La institucionalidad resguarda los bienes públicos
El experto Douglass C. Northdefine la institucionalidad como las reglas de juego del funcionamiento de una sociedad; es decir, entiende que las restricciones que el ser humano concibe configuran las relaciones entre las personas. Para
North, existen dos clases de institucionalidad: una relacionada con las leyes; y otra, con los comportamientos, las costumbres, las culturas y la ética. Es importante saber cómo funcionan las instituciones públicas y cómo podemos vigilar las decisiones que toman los funcionarios y servidores que laboran en ellas respecto de los bienes públicos. Todos los días, estos funcionarios y servidores toman decisiones que nos afectan, así como a nuestra posibilidad de ejercer nuestros derechos ciudadanos y humanos.
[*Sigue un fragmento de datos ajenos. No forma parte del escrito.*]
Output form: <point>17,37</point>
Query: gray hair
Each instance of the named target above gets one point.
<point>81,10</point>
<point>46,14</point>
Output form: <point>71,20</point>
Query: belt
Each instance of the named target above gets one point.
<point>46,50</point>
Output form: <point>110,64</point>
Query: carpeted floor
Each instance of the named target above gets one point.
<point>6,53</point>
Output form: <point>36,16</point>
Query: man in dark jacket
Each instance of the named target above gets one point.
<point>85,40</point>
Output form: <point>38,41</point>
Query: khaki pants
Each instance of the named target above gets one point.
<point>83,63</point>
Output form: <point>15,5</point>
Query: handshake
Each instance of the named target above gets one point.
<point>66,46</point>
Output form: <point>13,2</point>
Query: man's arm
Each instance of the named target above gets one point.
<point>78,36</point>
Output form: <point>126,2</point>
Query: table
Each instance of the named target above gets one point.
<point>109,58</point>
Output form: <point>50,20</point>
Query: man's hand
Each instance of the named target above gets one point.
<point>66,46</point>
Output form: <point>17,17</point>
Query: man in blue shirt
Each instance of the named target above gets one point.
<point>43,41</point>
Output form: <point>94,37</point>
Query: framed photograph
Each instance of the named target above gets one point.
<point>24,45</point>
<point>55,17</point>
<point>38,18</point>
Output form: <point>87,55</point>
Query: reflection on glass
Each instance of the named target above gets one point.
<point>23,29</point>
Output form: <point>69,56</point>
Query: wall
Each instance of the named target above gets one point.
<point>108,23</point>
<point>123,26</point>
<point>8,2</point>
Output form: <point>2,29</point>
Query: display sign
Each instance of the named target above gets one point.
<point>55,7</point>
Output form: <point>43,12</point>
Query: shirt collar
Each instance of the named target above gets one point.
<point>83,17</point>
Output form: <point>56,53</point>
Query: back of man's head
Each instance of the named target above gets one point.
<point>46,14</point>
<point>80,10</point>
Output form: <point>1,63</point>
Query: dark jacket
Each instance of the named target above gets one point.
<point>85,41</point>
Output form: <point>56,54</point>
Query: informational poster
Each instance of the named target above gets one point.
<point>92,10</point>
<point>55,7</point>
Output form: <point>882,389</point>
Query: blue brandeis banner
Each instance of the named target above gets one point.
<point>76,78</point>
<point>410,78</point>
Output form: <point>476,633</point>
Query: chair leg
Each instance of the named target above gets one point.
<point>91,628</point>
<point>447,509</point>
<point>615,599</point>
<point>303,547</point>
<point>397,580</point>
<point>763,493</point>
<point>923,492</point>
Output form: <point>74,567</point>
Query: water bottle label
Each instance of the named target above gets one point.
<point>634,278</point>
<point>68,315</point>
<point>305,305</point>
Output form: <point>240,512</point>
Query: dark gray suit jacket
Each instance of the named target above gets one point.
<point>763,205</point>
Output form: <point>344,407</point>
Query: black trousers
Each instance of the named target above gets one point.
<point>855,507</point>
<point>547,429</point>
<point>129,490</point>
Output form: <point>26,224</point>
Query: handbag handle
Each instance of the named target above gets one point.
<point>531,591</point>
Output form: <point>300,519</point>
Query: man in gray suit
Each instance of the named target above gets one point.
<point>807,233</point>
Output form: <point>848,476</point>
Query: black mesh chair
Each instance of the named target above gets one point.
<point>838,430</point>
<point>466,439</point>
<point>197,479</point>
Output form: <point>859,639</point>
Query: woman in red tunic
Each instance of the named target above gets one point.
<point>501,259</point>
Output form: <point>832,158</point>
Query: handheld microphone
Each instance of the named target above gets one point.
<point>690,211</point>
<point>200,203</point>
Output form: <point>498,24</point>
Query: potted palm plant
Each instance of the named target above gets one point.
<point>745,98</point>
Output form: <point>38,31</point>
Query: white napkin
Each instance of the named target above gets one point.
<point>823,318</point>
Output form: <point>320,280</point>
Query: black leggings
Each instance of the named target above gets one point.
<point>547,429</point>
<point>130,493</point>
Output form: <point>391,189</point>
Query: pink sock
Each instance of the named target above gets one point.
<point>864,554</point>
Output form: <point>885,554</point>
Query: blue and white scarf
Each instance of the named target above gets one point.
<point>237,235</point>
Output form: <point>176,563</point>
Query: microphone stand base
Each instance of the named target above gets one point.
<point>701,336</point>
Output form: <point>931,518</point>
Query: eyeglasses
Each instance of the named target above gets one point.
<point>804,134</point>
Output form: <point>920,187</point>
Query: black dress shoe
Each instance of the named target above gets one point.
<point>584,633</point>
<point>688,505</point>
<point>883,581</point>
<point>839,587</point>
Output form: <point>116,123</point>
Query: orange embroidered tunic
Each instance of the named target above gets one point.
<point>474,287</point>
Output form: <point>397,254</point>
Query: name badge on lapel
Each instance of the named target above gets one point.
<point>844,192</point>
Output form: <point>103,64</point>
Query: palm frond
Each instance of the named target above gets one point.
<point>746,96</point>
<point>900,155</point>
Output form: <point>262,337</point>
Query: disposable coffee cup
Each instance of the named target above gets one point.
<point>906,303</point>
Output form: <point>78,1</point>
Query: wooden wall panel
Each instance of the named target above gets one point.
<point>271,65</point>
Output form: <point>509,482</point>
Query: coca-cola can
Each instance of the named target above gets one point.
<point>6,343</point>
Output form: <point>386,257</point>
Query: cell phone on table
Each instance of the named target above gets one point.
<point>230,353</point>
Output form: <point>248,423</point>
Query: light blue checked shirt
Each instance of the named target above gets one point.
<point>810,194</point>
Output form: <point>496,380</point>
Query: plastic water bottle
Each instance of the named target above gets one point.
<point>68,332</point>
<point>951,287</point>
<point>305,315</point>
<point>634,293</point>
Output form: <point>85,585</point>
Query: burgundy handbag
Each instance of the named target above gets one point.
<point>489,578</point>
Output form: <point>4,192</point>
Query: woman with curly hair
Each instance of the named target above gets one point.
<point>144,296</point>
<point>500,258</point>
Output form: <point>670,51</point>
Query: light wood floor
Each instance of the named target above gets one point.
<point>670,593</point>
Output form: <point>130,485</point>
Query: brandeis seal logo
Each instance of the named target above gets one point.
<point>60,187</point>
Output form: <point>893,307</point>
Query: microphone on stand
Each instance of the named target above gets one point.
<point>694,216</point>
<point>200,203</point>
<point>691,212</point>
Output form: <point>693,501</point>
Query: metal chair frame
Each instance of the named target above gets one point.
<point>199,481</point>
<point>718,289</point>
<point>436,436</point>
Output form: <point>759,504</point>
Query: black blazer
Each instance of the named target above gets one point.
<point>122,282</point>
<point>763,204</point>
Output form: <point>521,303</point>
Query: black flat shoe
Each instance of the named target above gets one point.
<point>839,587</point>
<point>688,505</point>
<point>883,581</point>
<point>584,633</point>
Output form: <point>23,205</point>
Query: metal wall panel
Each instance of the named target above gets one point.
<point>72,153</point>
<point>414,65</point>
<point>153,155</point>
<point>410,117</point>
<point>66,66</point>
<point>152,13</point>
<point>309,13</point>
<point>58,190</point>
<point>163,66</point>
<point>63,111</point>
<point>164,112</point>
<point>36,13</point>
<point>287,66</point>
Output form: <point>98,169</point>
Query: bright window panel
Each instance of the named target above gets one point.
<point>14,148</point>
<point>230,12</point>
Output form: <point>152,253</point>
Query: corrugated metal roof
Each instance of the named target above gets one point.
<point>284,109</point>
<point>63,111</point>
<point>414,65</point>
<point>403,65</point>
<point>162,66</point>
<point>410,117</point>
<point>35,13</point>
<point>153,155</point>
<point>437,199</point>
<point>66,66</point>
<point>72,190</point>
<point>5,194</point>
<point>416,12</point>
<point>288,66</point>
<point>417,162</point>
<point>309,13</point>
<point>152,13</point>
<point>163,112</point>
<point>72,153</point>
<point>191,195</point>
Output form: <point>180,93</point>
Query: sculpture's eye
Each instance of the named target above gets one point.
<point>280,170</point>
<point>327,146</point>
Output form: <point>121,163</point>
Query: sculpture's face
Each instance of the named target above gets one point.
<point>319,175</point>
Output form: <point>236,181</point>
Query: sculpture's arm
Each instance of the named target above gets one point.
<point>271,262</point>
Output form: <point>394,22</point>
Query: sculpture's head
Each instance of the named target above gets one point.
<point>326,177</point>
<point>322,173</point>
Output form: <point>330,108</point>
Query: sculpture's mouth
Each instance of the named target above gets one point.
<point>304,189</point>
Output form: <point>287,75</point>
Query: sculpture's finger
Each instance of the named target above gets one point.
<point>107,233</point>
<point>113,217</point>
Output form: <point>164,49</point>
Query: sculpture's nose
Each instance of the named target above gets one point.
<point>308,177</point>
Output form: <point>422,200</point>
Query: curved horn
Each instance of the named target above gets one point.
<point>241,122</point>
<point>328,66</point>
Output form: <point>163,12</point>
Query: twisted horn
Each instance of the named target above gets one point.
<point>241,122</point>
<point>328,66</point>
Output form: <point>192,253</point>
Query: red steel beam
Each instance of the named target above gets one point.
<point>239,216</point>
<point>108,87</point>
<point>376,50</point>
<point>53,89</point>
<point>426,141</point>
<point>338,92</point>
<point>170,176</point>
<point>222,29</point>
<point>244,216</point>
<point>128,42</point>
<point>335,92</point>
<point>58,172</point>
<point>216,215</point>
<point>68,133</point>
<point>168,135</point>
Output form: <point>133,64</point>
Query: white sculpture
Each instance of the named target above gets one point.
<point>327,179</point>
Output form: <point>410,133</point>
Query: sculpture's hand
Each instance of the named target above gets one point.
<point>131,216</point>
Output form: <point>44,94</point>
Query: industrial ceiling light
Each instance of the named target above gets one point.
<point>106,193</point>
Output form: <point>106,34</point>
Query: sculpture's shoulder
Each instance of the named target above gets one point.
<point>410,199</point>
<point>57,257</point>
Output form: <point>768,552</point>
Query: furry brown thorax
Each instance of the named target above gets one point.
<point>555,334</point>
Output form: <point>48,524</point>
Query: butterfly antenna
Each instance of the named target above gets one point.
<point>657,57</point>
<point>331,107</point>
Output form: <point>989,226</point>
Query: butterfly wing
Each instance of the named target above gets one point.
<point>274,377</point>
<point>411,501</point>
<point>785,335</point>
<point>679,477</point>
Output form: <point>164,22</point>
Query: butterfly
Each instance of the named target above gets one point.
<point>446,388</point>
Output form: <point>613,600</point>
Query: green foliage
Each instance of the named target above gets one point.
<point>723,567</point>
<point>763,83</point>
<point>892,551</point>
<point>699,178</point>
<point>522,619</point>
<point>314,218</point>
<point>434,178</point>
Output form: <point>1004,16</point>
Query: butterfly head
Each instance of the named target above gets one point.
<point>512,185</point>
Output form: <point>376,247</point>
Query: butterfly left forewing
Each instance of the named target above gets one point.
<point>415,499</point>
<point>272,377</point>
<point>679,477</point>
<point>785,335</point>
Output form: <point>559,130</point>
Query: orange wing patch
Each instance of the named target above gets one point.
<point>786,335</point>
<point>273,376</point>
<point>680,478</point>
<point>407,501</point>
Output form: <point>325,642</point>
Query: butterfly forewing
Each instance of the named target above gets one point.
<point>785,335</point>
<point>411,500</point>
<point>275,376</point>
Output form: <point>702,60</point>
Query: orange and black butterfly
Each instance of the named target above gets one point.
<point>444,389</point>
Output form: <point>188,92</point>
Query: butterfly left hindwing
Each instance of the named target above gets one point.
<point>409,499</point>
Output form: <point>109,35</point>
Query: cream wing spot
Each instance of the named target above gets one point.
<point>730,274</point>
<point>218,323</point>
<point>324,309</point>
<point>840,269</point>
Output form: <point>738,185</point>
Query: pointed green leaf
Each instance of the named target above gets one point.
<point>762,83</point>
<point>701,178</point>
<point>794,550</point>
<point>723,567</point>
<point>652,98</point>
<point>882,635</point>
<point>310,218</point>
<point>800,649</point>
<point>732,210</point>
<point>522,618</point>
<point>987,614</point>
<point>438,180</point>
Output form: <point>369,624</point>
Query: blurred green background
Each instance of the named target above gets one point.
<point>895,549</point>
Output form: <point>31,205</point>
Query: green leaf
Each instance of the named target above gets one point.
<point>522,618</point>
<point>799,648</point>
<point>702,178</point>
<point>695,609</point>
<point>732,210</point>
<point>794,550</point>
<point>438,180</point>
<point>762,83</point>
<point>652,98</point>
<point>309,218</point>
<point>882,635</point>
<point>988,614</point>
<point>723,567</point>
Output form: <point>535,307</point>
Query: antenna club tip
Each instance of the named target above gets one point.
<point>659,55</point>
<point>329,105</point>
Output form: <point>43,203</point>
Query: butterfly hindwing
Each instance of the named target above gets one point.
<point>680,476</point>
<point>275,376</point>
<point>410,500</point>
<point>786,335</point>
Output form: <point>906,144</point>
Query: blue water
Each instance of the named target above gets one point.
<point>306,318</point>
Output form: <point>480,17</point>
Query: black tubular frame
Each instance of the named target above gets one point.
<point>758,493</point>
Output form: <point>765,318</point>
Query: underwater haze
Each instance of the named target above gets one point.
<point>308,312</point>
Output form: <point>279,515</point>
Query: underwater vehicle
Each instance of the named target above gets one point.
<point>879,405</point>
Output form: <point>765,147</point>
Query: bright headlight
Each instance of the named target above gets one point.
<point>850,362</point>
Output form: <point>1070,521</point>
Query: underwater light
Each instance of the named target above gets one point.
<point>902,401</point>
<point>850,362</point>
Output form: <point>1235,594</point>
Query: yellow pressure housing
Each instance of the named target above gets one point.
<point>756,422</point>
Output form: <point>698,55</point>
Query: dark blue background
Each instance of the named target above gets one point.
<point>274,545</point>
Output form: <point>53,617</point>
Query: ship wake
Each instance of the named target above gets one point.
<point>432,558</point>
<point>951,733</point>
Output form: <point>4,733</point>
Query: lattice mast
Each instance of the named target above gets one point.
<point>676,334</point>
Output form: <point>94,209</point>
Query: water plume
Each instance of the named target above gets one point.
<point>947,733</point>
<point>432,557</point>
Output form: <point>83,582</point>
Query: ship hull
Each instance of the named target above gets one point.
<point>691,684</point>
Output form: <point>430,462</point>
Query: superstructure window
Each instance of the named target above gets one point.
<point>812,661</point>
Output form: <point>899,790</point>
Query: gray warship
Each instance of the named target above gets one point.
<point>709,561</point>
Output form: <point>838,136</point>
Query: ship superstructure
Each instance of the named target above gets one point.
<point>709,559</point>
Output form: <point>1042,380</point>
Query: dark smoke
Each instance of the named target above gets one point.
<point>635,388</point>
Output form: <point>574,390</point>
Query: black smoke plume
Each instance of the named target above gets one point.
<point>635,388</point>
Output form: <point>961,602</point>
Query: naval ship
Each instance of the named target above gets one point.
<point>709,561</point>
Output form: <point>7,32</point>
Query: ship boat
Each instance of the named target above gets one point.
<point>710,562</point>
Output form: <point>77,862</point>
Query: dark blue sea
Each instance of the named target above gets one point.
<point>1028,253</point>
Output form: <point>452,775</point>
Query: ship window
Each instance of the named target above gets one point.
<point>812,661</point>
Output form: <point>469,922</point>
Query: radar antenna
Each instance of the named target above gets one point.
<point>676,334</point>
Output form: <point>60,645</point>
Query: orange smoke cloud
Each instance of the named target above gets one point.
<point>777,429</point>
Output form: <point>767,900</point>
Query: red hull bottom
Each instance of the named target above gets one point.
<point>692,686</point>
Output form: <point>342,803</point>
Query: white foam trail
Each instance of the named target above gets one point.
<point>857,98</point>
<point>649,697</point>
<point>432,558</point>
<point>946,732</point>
Por esto, todos los ciudadanos deberíamos organizarnos para vigilar lo que las autoridades y demás funcionarios hacen con los bienes públicos que administran. Sin embargo, la participación ciudadana no solo consiste en vigilar y denunciar, sino también en contribuir con iniciativas propias a la construcción del bien común. Por ejemplo, asistiendo a reuniones públicas, como los presupuestos participativos, donde se tiene la oportunidad de proponer proyectos o ideas para favorecer el uso eficiente de los bienes públicos y así contribuir a la convivencia democrática en nuestra localidad y en nuestro país.
Los ciudadanos tenemos derecho a generar nuestras propias iniciativas para contribuir a la convivencia en nuestra sociedad, así como a trabajar de forma colaborativa con las instituciones públicas en dicha dirección. Así pues, la participación ciudadana es una oportunidad que tenemos para contribuir a definir los cambios que irán dándose en nuestra sociedad.